Bangkok Hospital Pattaya promptly treats heart disease through app
Doctors act on the warning signs before a crisis erupts.
Bangkok Hospital Pattaya is treating heart disease early in its stage using an app-integrated health assessment tool that identifies a patient’s 10-year risk in under a minute.
“Once a patient finishes the health assessment, their information is available on our BPH Connect app,” Adjariya Ezor, chief information officer at Bangkok Hospital Pattaya and Jomtien Hospital, told the Healthcare Asia Summit 2025 in Kuala Lumpur on 9 April.
“If results show high risks, our platform alerts a cardiologist, books a virtual consult, and schedules a lab test all before they feel a single symptom,” she pointed out.
The BPH Connect app, called a “digital nervous system” by the biggest tertiary referral hospital on the Eastern Seaboard of Thailand, features a dashboard that classifies patient health risk scores using a colour-coded system—green for low risk, yellow for moderate, and red for high.
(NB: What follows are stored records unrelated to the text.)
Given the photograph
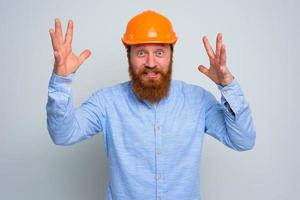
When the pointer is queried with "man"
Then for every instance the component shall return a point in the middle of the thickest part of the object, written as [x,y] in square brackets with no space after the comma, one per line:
[153,126]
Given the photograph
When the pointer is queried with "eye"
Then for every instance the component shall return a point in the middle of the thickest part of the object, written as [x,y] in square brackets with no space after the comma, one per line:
[159,53]
[141,53]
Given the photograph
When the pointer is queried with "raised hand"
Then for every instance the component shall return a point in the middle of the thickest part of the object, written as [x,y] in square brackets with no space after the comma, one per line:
[66,62]
[218,71]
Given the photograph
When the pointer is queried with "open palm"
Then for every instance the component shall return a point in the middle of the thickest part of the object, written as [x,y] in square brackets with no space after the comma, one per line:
[66,62]
[218,71]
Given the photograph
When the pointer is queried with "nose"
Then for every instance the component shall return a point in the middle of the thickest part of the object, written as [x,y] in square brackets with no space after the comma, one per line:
[150,62]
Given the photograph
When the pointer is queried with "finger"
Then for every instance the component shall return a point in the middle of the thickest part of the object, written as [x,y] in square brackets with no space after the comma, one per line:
[223,56]
[83,56]
[53,40]
[58,31]
[209,50]
[69,33]
[218,45]
[203,70]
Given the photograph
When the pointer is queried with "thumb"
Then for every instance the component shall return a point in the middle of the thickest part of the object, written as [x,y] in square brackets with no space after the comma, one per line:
[203,70]
[83,56]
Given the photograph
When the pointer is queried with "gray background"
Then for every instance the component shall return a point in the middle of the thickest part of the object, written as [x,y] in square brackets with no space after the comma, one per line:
[262,39]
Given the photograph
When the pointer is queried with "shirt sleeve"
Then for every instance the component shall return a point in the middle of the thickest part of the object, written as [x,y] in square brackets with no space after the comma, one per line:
[66,124]
[230,121]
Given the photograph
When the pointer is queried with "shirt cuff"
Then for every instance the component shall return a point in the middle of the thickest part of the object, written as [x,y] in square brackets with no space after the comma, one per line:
[61,83]
[232,97]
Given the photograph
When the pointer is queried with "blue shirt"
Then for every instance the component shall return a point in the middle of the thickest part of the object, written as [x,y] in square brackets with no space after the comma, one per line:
[154,150]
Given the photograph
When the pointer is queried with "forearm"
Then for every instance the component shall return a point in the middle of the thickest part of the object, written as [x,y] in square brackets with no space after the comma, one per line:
[61,119]
[238,118]
[231,121]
“At a glance, nurses can identify who needs urgent cardiology support or who needs lifestyle intervention,” she said. “Because we’ve integrated this system with our EMR (electronic medical record), high-risk alerts are triggered automatically.”
The Chonburi-based hospital’s heart disease risk tool, which factors in cholesterol levels, can be 92% accurate, Ezor said. “This isn’t just a calculator; it’s a lifeline.”
“Initially, we focused on heart, brain, and bone health. We later expanded to other areas, including child development and elderly care screening,” she added.
Ezor said they started a value-based care model that seeks to increase life expectancy to more than 85 years in 2023, after the COVID-19 pandemic. “We call this our ‘mission to the moon.’”
A screening prototype test on hospital staff showed that almost 80% were at high risk of a heart attack due to high levels of bad cholesterol. “That’s why we’re investing in screening models.”
“From dementia screening to joint health scores, we’ve built Thailand’s most comprehensive risk-assessment suite validated by partners such as the American College of Cardiology,” Ezor said.
But tools alone aren’t enough, which led Bangkok Hospital Pattaya to create the app, which quickly alerts doctors to health risks so they can treat the most urgent cases first.
Meanwhile, the Thai hospital also conducts school-based mental health screenings, where it found that over 75% of young people with depression go untreated. “We’ve also extended our assessments to large companies near Pattaya City.”
“This is the future of medicine,” Ezor said. “We do not wait for a crisis—we act on the warning signs in time.”